Yes, leisure. I love how this goes against our American mentality.

Leisure does not mean having the time to sit around and do nothing. It's time that should be used for pursuing virtue and contemplation. It is only in the context of leisure that we can attain to our highest happiness. It could be said that heaven is a perpetual state of leisure.  

But we can't wait to attain to the life of contemplation in the next life. We must start that life now in this earthly state.This goes for all of us. Both the layman and the monk must make time for leisure. Yes, even monks get caught in a sort of "rat race" mentality. The monastery isn't a complete refuge from the world. Each monk brings a little bit of the world into the monastery. This is even more true with those of us Religious that have a vocation that takes us frequently into the public square.

Sometimes, as Religious we forget that we need leisure. Often we mistake our Regular Observances for leisure. This is a false understanding of Regular Observance. Public acts of worship like the chanting of the Divine Office or the Celebration of the Mass are not leisurely activities. Rather, they are our most profound work. They are our Opus Dei. Our first job is to fulfill these public obligations of worship with and for the Church. The graces that stem from these are more powerful and effective than any apostolic work or internal ministry we can do. To believe the contrary is to fall into the American sense of usefulness which is fundamentally a form of Utilitarianism. Worse, it could be a type of Pelagianism. Either way it at least looks like either some sort of Messiah complex or a convenient way to avoid intimacy. We must always remember the saying, "there is only one Savior and I am not he."

The activities of leisure are not necessarily bound up with public works. Study, Holy Reading, personal prayer and devotions, communal recreation, these are activities of leisure. These are essential. if we do not take a significant time to embrace silence and enter into these sort of activities then we will never be able to attain to the habit of contemplation. Without contemplation we will never be able to live a properly balanced, happy and holy life.

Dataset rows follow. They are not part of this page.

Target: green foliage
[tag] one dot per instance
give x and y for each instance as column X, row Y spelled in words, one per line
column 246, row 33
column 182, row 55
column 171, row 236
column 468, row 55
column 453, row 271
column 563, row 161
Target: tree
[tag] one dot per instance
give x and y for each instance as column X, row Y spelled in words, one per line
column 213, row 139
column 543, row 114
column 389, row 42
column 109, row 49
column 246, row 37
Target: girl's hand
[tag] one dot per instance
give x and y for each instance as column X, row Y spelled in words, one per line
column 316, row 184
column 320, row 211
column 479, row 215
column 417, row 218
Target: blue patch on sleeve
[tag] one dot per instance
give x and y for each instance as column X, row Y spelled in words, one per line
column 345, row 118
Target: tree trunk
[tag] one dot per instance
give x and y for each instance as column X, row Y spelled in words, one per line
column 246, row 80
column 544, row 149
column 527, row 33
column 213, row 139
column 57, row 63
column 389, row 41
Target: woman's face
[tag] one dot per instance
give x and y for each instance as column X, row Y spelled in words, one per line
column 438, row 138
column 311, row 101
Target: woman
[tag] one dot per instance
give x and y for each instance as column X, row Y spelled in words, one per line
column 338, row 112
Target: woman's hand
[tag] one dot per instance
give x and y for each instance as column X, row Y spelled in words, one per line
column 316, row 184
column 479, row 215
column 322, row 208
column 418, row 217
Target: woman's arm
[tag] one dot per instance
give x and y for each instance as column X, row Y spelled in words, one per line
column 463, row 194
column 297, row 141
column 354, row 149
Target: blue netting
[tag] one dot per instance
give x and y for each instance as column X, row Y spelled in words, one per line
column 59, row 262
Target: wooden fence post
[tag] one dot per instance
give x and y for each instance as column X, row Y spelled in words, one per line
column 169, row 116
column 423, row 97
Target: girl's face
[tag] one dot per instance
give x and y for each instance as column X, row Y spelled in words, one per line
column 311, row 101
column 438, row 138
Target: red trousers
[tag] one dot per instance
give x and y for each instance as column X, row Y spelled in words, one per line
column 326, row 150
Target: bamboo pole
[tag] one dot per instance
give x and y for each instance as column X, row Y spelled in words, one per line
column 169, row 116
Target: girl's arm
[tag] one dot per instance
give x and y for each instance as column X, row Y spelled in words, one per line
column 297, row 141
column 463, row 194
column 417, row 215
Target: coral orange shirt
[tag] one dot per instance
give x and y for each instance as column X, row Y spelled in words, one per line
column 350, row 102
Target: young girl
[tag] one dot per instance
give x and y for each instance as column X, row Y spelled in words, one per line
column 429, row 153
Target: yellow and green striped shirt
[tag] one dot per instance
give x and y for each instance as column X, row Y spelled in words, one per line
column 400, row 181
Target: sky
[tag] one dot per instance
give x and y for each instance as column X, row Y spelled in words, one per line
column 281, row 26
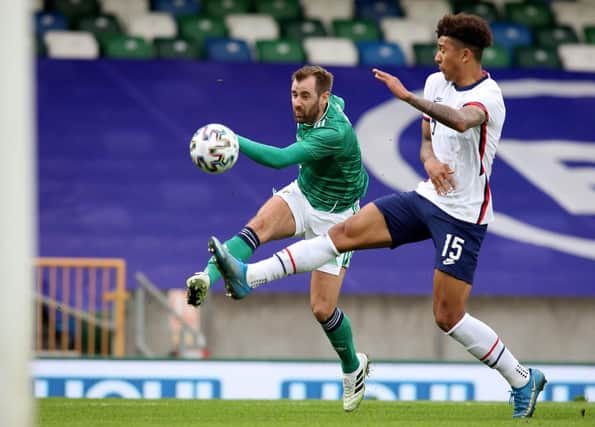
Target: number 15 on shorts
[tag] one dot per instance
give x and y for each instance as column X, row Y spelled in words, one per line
column 452, row 250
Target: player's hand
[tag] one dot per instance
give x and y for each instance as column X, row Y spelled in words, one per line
column 393, row 83
column 441, row 176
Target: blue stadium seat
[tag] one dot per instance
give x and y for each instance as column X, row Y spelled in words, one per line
column 377, row 9
column 177, row 7
column 46, row 21
column 510, row 35
column 228, row 50
column 380, row 54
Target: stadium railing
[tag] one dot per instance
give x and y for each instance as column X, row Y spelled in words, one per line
column 80, row 306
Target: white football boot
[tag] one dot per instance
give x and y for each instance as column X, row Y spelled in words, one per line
column 354, row 384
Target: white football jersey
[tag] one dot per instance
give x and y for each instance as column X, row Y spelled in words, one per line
column 471, row 153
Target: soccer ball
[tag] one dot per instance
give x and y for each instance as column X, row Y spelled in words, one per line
column 214, row 148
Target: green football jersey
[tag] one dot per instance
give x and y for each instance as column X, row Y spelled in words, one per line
column 336, row 178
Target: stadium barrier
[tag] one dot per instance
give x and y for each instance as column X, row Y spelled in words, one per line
column 80, row 306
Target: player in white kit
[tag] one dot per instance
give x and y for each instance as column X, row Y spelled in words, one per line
column 463, row 114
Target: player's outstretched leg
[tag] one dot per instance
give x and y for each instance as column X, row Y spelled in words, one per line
column 232, row 270
column 525, row 397
column 354, row 384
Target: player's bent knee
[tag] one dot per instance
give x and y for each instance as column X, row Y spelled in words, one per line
column 447, row 320
column 343, row 235
column 321, row 310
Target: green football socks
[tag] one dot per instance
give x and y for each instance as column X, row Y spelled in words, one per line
column 338, row 331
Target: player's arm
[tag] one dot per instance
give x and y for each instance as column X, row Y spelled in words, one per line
column 274, row 157
column 439, row 173
column 458, row 119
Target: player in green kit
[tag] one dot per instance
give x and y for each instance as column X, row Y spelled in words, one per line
column 331, row 181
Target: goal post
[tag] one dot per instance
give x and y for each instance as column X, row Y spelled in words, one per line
column 18, row 212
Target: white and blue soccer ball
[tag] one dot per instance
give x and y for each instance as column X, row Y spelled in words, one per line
column 214, row 148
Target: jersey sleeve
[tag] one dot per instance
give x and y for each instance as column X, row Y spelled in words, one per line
column 323, row 142
column 428, row 93
column 274, row 157
column 489, row 99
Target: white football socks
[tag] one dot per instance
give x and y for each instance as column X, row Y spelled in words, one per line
column 483, row 343
column 303, row 256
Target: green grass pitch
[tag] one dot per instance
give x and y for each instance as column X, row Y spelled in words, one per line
column 59, row 412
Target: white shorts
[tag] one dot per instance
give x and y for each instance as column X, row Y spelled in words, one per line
column 310, row 222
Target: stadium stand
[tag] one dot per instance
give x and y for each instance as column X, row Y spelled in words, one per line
column 71, row 44
column 182, row 29
column 331, row 51
column 252, row 27
column 380, row 53
column 152, row 25
column 280, row 51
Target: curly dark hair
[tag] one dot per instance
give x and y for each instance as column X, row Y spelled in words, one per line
column 324, row 79
column 471, row 30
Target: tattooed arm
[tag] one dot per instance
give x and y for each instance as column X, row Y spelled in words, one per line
column 460, row 120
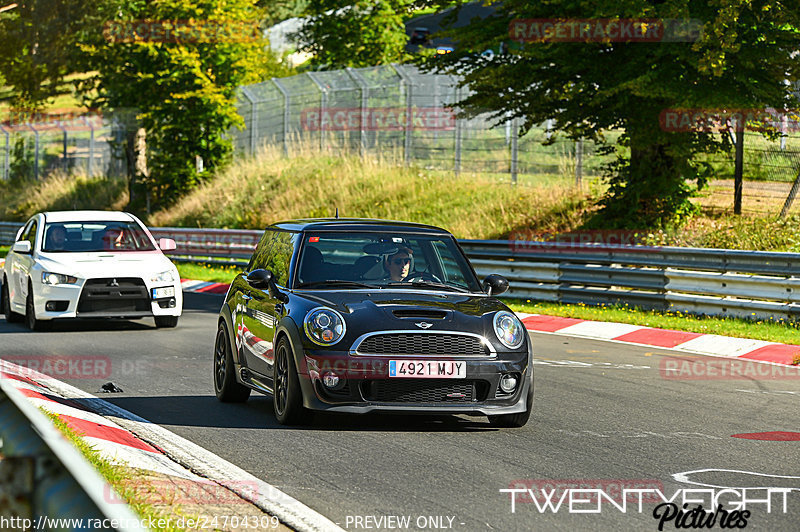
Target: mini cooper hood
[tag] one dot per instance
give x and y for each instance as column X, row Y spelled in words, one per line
column 408, row 304
column 106, row 264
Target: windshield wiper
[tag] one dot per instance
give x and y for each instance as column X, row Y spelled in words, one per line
column 431, row 284
column 335, row 282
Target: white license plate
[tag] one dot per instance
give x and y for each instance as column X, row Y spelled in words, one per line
column 428, row 369
column 159, row 293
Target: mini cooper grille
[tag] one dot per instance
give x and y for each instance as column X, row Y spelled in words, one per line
column 424, row 391
column 423, row 344
column 121, row 294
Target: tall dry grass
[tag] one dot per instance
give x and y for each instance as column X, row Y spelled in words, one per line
column 312, row 183
column 19, row 201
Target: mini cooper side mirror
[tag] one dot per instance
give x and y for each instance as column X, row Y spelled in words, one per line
column 495, row 284
column 265, row 280
column 259, row 278
column 22, row 246
column 167, row 244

Our daily labors are not unimportant. I don't want to create a false dichotomy. i just want to point out the current pressing problem. We as a people are currently work oriented. We don't really need to learn how to work more or work harder. Rather, we need to learn how to slow down and make time for leisure. It will make our life more fulfilling and our work more fruitful. We need to learn how to properly balance time for work, refreshment, and leisure. We ought not spend too much time in any of these categories of life. We must learn to enter into each as completely and intensely as possible. For me, as a Dominican, these life categories will be filled with different content than the average layman. However, the common human need is to have a balance between the three.

I would challenge everyone to regularly evaluate their life and see if each of these areas are properly balanced. If not, rearrange what needs to be rearranged. If you can't rearrange then it is probably time to cut something out of your daily life.